Chinese car maintenance service startup Tuhu Car will start bookbuilding on Thursday for a Hong Kong initial public offering that could raise up to $150 million, two sources with direct knowledge of the matter said.
The deal size is to be between $100 million and $150 million, the sources said, ahead of a final decision being made by the company and its advisers.
The sources did not want to be identified as the information was not yet made public.
Tuhu did not immediately respond to a request for comment from Reuters.
Tuhu, which is backed by Tencent, Carlyle Group and Sequoia China, has been considering a listing for more than two years and initially planned a U.S. share sale.
The firm had considered a U.S. IPO of up to $400 million as early as February 2021, Reuters reported at the time.
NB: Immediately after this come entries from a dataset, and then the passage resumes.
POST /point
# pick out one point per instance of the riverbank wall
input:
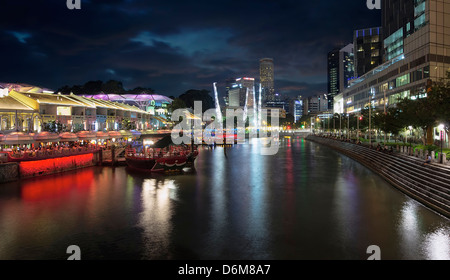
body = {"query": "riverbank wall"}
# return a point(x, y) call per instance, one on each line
point(429, 184)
That was before the rush of Chinese companies wanting to list in New York was frozen following ride-hailing giant Didi Global going ahead with its $4.4 billion IPO against the Chinese regulator’s will.
Hong Kong’s IPO market remains in the doldrums with $2.5 billion raised so far in 2023, according to Dealogic, putting it on track to record one of its poorest performances in years. There was $8.5 billion raised in 2022, the data showed, compared with $28 billion the year before.
Tuhu was founded 12 years ago in Shanghai and provides car repair and maintenance services via an online-to-offline business model.
Its app links customers with more than 4,700 car repair centres and 19,000 partner centres across China, according to its preliminary filings to the Hong Kong Stock Exchange.
Tuhu said it had 17.1 million transacting users in the year ended March 2023, which was up 9.9% on the same time last year, the filings said.